H: You’re frightening me a bit there, Jéjé. Are you a double agent from the Catholic if I understand?

M: Shuttup Herbert.

J: Shut up Herbert.

H: No, you shut up! I mean… Why do you want to destroy the Grail if you’re on the side of the cuckoos then?

J: Good question, actually. Really good question. The Grail is as much a recipient as he’s a prison…

M: Oh God…

J: The Blood of the Christ! The Blood of the Christ, hahaha ! Did you have the faintest idea…? No. Of course no. The Order of the Thirty Days swore to free it. Whatever it takes! But the chalice won’t let it out! It’s not enough to shed the Holy Blood to…

H: Ho, you’re gonna calm down right now with your sectarian blathering. Alright, blow it up! Both sides will be happy then!

M: No, Herbert, I don’t think it’s a good…

J: …And The Holy Father Will Walk On The Earth He Created, And He Will Contemplate His Flock…

H: No, but we may has well let him do it, no?
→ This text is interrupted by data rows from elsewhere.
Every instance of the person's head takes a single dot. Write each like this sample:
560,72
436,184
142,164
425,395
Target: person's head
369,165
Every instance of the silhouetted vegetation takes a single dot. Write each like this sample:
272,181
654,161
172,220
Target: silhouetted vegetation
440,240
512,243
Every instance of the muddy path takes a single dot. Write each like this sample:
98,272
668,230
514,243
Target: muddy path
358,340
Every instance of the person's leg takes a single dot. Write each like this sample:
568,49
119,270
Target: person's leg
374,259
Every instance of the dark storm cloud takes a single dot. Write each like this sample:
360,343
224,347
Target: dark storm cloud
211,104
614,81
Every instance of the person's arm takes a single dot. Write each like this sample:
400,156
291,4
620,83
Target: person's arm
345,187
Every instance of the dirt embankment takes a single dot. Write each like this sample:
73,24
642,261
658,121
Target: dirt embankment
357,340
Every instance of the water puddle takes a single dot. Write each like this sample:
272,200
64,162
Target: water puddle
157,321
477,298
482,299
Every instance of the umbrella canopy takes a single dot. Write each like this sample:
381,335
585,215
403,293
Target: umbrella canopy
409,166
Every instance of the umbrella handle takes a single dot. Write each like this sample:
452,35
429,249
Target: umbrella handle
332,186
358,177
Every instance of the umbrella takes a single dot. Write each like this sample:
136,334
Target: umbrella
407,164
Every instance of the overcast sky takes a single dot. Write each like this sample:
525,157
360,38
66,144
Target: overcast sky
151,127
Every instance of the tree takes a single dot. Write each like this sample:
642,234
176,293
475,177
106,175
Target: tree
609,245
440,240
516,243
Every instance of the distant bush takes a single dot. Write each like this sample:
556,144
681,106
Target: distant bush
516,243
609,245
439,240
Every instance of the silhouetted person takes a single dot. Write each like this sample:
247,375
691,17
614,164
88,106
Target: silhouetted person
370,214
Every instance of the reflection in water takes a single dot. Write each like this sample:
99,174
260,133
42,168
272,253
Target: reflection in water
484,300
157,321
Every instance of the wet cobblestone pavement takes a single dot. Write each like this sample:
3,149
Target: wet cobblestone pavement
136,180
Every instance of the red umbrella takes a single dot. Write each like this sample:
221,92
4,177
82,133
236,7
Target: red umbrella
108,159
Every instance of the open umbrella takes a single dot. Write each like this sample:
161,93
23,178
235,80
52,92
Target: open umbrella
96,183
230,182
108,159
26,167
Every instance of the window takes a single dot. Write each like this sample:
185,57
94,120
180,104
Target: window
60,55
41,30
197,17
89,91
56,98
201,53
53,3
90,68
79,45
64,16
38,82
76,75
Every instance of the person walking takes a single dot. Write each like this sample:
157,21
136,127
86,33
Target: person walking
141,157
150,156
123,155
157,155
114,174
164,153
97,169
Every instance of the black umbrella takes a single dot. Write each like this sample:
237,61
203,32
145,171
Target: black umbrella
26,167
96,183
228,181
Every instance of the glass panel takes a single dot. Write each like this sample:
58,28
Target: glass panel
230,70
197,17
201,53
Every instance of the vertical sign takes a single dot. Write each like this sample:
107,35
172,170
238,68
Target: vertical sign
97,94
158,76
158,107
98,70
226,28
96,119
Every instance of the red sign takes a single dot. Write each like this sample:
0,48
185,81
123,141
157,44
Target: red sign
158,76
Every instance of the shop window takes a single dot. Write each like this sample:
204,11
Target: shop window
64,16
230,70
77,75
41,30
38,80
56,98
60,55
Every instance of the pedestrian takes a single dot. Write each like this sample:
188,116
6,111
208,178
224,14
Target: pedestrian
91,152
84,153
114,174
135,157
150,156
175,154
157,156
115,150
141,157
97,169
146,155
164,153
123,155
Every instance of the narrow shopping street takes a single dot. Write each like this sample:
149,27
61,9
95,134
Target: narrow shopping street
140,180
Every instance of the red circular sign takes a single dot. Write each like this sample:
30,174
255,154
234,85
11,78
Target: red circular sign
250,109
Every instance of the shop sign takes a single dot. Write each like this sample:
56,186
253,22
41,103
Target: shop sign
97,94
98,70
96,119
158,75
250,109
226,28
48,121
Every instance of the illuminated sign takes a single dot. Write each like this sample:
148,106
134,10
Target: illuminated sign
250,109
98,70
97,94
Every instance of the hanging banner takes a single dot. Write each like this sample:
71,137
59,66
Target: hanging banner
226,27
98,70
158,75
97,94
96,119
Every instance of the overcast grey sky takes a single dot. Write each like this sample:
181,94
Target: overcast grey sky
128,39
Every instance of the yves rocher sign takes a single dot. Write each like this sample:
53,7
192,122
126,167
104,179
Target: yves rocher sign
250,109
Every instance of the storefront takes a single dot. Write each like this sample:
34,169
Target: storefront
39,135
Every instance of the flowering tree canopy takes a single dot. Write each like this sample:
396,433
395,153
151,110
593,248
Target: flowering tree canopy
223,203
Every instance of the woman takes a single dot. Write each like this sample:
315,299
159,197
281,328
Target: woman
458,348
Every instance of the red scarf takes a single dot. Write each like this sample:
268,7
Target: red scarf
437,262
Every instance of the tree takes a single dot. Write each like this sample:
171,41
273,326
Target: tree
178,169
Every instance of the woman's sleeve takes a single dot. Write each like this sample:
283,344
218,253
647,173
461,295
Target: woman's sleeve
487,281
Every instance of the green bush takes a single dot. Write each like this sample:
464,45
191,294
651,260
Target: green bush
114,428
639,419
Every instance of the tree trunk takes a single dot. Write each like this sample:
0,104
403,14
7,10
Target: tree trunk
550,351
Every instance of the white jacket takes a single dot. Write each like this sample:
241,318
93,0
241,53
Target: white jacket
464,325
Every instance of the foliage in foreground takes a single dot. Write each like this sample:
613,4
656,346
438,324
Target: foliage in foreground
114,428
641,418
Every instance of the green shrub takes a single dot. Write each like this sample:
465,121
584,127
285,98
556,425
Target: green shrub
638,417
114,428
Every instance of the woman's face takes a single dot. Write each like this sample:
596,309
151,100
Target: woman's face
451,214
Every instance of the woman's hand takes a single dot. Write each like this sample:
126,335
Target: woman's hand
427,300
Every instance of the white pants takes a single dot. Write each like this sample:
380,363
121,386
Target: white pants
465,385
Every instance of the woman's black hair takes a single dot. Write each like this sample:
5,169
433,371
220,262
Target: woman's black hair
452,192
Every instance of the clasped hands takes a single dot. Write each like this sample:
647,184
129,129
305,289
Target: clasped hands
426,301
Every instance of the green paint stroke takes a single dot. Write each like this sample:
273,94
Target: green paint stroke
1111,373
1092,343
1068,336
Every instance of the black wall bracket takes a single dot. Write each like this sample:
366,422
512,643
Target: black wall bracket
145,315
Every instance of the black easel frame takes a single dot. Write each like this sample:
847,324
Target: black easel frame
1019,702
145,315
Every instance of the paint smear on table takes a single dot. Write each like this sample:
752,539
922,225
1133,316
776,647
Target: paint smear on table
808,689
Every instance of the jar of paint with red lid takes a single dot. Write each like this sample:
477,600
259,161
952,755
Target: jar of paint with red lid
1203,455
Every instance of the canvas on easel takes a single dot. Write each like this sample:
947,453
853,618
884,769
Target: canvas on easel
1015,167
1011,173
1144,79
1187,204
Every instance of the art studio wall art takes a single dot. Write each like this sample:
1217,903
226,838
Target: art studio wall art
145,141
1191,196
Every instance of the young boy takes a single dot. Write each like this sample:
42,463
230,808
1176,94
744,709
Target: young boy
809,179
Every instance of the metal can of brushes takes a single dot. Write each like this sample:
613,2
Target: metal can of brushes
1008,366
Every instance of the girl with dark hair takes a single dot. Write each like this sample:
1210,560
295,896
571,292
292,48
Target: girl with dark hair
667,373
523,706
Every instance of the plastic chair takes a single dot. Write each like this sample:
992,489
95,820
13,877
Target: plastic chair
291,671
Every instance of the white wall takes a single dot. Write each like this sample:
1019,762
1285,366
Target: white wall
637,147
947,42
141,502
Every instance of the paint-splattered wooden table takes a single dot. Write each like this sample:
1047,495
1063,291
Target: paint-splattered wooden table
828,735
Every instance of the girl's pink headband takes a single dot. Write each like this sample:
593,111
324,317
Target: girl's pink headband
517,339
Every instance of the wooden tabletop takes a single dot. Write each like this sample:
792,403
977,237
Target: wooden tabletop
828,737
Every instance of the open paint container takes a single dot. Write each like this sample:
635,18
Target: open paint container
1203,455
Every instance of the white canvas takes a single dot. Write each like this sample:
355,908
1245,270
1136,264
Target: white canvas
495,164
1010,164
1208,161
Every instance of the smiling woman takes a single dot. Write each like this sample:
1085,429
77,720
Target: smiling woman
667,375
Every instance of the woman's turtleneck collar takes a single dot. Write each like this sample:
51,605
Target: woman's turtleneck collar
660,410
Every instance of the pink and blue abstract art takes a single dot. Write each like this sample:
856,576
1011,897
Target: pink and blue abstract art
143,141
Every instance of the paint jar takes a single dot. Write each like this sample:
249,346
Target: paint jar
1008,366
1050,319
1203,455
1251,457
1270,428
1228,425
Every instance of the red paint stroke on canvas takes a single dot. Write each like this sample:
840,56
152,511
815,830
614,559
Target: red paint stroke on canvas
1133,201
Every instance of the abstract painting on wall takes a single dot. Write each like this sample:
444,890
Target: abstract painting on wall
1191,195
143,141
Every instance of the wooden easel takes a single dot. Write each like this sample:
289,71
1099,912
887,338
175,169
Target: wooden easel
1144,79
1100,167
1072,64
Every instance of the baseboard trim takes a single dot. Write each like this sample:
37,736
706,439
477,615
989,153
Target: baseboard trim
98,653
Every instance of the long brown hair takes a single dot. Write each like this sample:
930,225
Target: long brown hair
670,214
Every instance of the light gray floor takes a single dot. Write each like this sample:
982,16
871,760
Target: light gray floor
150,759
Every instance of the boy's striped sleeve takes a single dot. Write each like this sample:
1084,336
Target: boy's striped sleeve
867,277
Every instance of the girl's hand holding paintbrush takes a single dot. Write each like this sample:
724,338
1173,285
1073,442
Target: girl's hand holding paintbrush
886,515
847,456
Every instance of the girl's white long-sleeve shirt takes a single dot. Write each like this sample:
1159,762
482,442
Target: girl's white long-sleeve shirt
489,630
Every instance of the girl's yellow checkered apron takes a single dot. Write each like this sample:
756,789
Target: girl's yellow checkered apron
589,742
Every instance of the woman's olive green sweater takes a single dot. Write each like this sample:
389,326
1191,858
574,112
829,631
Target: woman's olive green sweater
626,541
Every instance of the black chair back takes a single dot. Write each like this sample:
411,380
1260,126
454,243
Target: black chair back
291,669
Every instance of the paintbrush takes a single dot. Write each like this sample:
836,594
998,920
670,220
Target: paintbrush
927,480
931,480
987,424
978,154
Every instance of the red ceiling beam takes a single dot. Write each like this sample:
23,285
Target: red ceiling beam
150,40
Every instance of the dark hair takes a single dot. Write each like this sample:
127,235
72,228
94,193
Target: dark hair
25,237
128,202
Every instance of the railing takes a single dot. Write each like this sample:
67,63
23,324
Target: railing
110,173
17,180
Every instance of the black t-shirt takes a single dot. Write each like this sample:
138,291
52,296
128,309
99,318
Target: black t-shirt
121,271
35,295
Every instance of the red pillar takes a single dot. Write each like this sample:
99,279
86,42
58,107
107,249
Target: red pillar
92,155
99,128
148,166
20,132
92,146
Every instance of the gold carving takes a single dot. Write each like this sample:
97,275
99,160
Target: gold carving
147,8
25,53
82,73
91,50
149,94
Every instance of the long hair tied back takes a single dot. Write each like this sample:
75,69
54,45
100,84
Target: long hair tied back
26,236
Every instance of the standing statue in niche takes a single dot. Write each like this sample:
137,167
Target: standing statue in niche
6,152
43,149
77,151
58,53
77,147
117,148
He totally blew a fuse anyway, he won’t drop the remote…

M: But if he wants to do it, surely that will worsen the effects of the Singularity, chucklehead!

H: Ah shit, that’s possible.

J: … Judgement Will Restore The Peace In The Heart Of The Righteous, And A Thousand Abominations Will Strike…

H: Erm, he’s talking about abominations now…

M: Listen, Jérôme, there’s no need to screw around. If you do something stupid and then it worsen everything, I’ll be forced to…

J: To what? Kill me? Did you think I intended to survive while I can sacrifice myself for His return on Earth?

M: Oh shat. We’re not out of the tabarnak explosion area. Herbet, I repet, we’re not out of the explosion area, you have to…

H: Michel.

M: …you call the others, and if possible…

H: There’s dynamite strapped under my car, Michel.

J: And The Blood Of The Christ Will Not Need To Be Contain In The Impious Goblet Anymore, He Will Have A Crater For Itself, He Will be A Lake, A Sea, An Ocean, And The Savior Will Contemplate The Heretics, And He Shall Say…

M: Tabarnak.



To Our Brothers,

The Sapphire-Opal-Tear Michel Drainant and the Sapphire-Opal-Tear Herbet Jamblais.
Jubilees of Honor for their act of bravery as part of the First Crusade.

Gone fearless to confirm there’s nothing after death.